1 Introduction
Goupby is one of the most used functions in data analysis. Therefore, it is worth to take a closer look at their functioning.
For this post the dataset flight from the statistic platform “Kaggle” was used. You can download it from my GitHub Repository.
2 Loading the libraries and the data
import pandas as pd
import numpy as np
flight = pd.read_csv("path/to/file/flight.csv")
3 Group by
flight.groupby('Origin_Airport').size().head()
flight.groupby(['Origin_Airport','DayOfWeek']).size().head(17).T
flight.groupby(['Origin_Airport']).get_group('BOS').head()
#add. Filter on 'BOS'
3.1 with size
df = pd.DataFrame({"Person":
["John", "Myla", "Lewis", "John", "Myla"],
"Age": [24., np.nan, 21., 33, 26],
"Single": [False, True, True, True, False]})
df
df[['Single', 'Age']].groupby(['Single']).size()
3.2 with count
df[['Single', 'Age']].groupby(['Single']).count()
#The count function don't consicer NaN values
3.2.1 Count Non - Zero Observations
Vertical count
df = pd.DataFrame({"Person":
["Männlich", "Weiblich", "Männlich", "Männlich", "Weiblich", "Männlich", "Weiblich", "Männlich", "Weiblich", "Männlich", "Weiblich", "Männlich", "Weiblich"],
"Verspätung in Min.": [0, 0, 4., 0, 5, 1, 0, 0, 11, 5, 4, 0, 9]})
df.head(6)
df['Verspätet?'] = np.where(df['Verspätung in Min.'] > 0, 1, 0)
df[['Person', 'Verspätet?']].groupby(['Person']).sum()
Horizontal count
df = pd.DataFrame({"Person":
["Person 1", "Person 2", "Person 3"],
"MZP1":
[0, 2, 4],
"MZP2":
[0, 3, 6],
"MZP3":
[1, 7, 0]})
df.head()
df2 = df[['MZP1', 'MZP2', 'MZP3']]
df2['Zwischensumme'] = df.astype(bool).sum(axis=1)
df2['Verspätungen'] = df2.Zwischensumme - 1
df2
astype(bool).sum(axis=1) also counts the index (and categorical variables if any). Therefore select and “Zwischensmme - 1”
df['Anzahl Verspätungen'] = df2.Verspätungen
df = df[['Person', 'Anzahl Verspätungen']].sort_values(by='Anzahl Verspätungen', ascending=False)
df
3.3 with sum
df[['Single', 'Age']].groupby(['Single']).sum().reset_index()
3.4 with nunique
df.groupby(['Single']).nunique()
#nunique counts characteristics within the respective sorting (without NAs)
3.5 with mean
df[['Single', 'Age']].groupby(['Single']).mean().reset_index()
3.6 with agg.
df[['Single', 'Age']].groupby(['Single']).agg(['mean', 'median', 'std', 'min', 'max']).reset_index()
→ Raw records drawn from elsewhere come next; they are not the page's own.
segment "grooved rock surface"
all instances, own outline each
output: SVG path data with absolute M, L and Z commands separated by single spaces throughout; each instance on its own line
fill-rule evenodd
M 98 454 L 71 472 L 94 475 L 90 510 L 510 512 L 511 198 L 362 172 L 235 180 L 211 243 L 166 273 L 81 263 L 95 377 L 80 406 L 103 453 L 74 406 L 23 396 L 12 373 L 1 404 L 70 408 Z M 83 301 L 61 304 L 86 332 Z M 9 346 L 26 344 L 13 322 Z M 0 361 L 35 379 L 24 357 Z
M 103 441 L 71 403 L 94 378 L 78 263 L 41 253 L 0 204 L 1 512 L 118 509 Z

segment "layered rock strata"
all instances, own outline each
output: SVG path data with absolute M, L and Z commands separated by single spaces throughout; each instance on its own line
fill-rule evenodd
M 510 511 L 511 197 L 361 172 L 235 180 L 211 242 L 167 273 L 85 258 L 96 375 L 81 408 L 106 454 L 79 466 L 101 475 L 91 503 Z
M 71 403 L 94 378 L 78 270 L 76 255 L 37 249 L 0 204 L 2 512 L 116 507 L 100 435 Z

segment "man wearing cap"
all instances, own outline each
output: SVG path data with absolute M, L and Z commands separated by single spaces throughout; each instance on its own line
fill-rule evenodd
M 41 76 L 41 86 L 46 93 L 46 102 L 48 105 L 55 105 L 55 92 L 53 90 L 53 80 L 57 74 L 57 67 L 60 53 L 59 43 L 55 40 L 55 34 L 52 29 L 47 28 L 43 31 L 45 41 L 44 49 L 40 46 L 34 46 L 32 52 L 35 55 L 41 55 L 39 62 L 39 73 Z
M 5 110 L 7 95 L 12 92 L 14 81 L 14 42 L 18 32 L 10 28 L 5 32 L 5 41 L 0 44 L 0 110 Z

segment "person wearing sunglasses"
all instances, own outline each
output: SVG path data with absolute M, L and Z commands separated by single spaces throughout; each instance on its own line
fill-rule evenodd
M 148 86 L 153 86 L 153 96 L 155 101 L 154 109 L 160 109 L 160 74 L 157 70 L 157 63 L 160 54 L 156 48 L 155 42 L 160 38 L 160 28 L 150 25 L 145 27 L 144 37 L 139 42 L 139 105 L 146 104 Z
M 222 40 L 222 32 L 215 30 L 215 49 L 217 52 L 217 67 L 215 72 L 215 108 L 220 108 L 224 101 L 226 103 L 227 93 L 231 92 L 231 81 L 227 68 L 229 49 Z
df_rank = flight.groupby('Origin_Airport') #another way
df_descriptive = df_rank['Dep_Delay'].agg(['mean', 'median', 'std', 'min', 'max']).reset_index()
# Renaming Pandas Dataframe Columns
df_descriptive = df_descriptive.rename(columns={'Origin_Airport':'Origin Airport', 'mean':'Mean', 'median':'Median', 'std':'Standard Deviation', 'min':'Minimum', 'max': 'Maximum'})
df_descriptive.head()
4 Convert the group_by output to a dataframe
Sometimes we want to further analyze the output of a group_by command. For this purpose it is suitable to transform the output into such a format.
For this I create an example data set again:
df = pd.DataFrame({"Person": ["John", "John", "John", "Myla", "Myla"],
"consumption": [40, 10, 40, 5, 15]})
df
With most group_by commands (mean, sum and count) the format dataframe is already stored. Only some columns are still pivoted. This can be adjusted as follows.
grouped_df = df.groupby('Person').mean()
grouped_df
reset_df = grouped_df.reset_index()
reset_df
For example if we use group_by with size we get the following output:
grouped_df_2 = df.groupby('Person').size()
grouped_df_2
But we can also solve this problem with reset_index(). Even better, we can even give the name the column should take.
reset_df_2 = grouped_df_2.reset_index(name='number_of_observations')
reset_df_2
5 Conclusion
This was a small insight, how the groupby function works.